Their project was funded by the Gaudino Fellowship, which is awarded to two to four students at the College during Winter Study for collaborative projects focused on “direct encounter with otherness and self-reflection.”
In order to achieve these goals, Grier said that she and Vij spent 10 days at Parivaar, where they completed a 10-day Vipassana meditation course, including complete silence of the mind and body, 11 hours of daily meditation and guided teachings of the Vipassana and ended the trip by attending an upper-middle-class wedding
“Though it may sound cliché, the biggest takeaway was how similar we all are regardless of race, language, culture et cetera. I formed meaningful friendships with the Parivaar children despite our language barrier and different backgrounds because, in the end, we are all people who have fears, hopes and dreams.”
As for history major Ben Williams ’18, his 99 was the initial component of a larger project. “As a child, I spent a third of each year in Burma [Myanmar] because of my parents’ work dealing with ethnic resistance groups,” Williams said.

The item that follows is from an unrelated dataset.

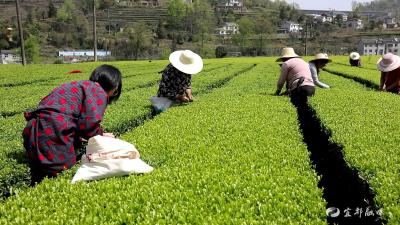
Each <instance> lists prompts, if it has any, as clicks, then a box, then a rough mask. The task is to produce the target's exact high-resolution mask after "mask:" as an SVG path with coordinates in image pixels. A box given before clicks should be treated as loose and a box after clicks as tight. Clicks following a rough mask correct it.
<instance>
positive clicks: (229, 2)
mask: <svg viewBox="0 0 400 225" xmlns="http://www.w3.org/2000/svg"><path fill="white" fill-rule="evenodd" d="M243 8H244V4H243V0H228V1H226V2H225V3H221V2H220V3H219V4H218V5H217V10H218V11H227V10H233V11H242V10H243Z"/></svg>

This influenced Williams to start a project that would transcribe the oral history of the Kachin Independence Organization (KIO), a political organization of the Kachin ethnic group.
“Most of the academic work surrounding my project is done by anthropologists, but they don’t publish their entire interview transcripts or acknowledge their primary resources. My goal was to put together the oral history of the KIO in English and allow others to study this organization from the perspective of people directly and indirectly involved,” Williams said.
Before creating his 99 proposal, it was difficult for Williams to pursue this initiative because the Kachin State was located in a war zone and no academic institution sponsored a project there.
Instead, Williams worked as a teacher at a Myanma charity school and eventually got in contact with ethnic resistance and armed organizations scholars living in Myanmar. While still teaching, Williams decided to defer his spring semester at the College and remain in Myanmar to pursue his project.
By the end of his time overseas, Williams had accomplished a lot.
“I was able to compile 810 pages of primary resources on the KIO, which I am trying to get published this year,” he said. “I consider this work valuable not because of its contribution to knowledge, but because of its help to people in need. I hope to give a voice to people who are voiceless.”
When reflecting back on their 99 projects, all three of these students gave a common response: They were pushed out of their comfort zones.
“Some students are afraid of doing a 99 because of a bad grade or a difficult professor, but doing one provides better academic opportunities,” Fields said.
Grier put this sentiment aptly when she advised, “Doing something that scares you is often the most rewarding.”
Ben Williams offered this honest advice: “Fear of the real world or being lonely ar de some of the things holding people back from studying overseas. First of all, be smart because some of those things are probably true. Secondly, just as Shakespeare said, ‘Assume a virtue, if you have it not’ because courage brings itself rewards.”